Depending on how well you know your clients, gifts pertaining to their personal interests are OK, but I don't recommend giving alcohol or tobacco as a general rule. It's always better to err on the safe side. Also, giving nuts or other items that people may be allergic to is always a little risky. If you have several contacts at one client's office, giving a gift that the office can share is a good idea, such as a gift basket with various food items.
Now, if you want to give something outside the box, giving an experience to those in your client's office may be a fun and different idea. For example, you could offer to take the entire office out for a movie, concert, or other type of entertainment (just make sure whatever you choose takes place outside of office hours).

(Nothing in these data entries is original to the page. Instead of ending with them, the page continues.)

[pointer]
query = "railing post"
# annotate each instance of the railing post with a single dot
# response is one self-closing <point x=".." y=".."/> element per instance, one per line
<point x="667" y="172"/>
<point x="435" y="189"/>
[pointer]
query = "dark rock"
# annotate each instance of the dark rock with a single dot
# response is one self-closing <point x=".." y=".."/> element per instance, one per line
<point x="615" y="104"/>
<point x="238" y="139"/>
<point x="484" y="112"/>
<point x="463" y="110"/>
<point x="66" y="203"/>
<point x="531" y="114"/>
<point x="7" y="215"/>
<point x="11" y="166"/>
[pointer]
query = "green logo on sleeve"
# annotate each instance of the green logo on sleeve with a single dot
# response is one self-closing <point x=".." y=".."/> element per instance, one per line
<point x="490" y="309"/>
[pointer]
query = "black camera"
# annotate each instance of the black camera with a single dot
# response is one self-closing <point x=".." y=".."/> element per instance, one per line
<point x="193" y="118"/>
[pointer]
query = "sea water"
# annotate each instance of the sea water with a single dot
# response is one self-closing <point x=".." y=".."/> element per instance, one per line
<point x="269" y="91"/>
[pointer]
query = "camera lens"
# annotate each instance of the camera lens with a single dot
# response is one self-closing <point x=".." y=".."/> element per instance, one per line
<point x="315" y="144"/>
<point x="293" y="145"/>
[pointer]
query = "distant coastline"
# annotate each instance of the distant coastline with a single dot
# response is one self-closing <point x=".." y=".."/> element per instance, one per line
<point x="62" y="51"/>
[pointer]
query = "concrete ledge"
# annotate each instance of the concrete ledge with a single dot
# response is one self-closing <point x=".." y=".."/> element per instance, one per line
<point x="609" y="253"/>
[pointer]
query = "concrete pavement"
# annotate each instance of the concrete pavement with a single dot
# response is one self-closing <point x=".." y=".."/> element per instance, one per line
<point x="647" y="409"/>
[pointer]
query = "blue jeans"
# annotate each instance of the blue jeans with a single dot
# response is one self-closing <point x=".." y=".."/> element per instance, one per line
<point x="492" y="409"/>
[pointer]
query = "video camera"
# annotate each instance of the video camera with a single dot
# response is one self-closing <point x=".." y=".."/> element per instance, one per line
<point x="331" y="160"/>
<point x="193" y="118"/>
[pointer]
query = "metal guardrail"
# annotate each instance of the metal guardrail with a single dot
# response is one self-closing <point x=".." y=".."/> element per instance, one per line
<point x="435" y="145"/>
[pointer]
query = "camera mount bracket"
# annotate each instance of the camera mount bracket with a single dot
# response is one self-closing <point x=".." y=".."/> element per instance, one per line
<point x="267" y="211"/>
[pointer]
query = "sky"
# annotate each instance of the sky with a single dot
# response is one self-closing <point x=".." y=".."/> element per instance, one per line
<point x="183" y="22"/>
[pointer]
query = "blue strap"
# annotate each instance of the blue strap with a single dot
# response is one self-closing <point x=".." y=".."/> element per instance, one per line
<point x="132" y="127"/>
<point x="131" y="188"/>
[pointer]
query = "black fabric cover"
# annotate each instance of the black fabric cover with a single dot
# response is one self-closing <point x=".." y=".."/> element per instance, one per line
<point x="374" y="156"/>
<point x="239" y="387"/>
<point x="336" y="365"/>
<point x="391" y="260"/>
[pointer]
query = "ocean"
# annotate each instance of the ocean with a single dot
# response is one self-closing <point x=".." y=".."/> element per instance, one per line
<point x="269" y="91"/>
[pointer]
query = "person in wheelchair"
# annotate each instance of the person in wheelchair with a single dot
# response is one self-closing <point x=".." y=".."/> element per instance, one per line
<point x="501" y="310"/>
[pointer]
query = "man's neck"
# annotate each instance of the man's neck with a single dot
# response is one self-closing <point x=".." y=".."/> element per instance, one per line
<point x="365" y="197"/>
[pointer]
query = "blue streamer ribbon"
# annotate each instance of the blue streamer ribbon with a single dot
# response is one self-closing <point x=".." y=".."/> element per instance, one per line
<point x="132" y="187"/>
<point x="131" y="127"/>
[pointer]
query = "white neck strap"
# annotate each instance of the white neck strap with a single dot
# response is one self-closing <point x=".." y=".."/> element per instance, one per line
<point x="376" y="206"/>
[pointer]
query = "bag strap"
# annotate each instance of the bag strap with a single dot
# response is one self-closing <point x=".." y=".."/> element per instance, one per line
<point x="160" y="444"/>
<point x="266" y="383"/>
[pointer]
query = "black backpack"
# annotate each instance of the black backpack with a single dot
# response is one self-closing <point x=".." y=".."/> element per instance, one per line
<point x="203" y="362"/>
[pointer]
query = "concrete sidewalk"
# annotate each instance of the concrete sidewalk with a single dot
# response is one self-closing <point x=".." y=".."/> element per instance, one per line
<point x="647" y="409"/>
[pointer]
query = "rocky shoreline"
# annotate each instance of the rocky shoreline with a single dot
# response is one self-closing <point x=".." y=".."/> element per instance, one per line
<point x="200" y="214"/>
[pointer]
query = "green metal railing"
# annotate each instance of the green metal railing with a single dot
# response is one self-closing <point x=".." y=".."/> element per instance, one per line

Giving gifts during the holidays that also promote your business is OK, if the items are high quality. For example, I wouldn't recommend giving a cheap pen that has your logo on it as a gift, but a high-quality pen is OK. If you give something cheap your company will look cheap too. For example, giving a vinyl portfolio may not be received as well as a leather portfolio, and so on.
If you truly want to promote your business so that those other than your clients may inquire about what you have to offer, choose an item that your client will use every day and that will be seen by others. For example, the leather portfolio I mentioned above is something your client may use when attending meetings or networking events. If the portfolio is nice enough, others may ask about it, or about you, if your company logo is on the front of it.
If you have clients you consider "ambassadors" or "champions," in other words, they promote your business to others, you may want to consider putting the word "ambassador" behind or below your company logo to indicate your client is an ambassador of your products and services. By doing this, you invite others who may see your logo with "ambassador" written next to it to ask about your client and your company.
So, beware of holiday gift giving rules and always go with something tasteful. Happy gift giving and enjoy the holidays!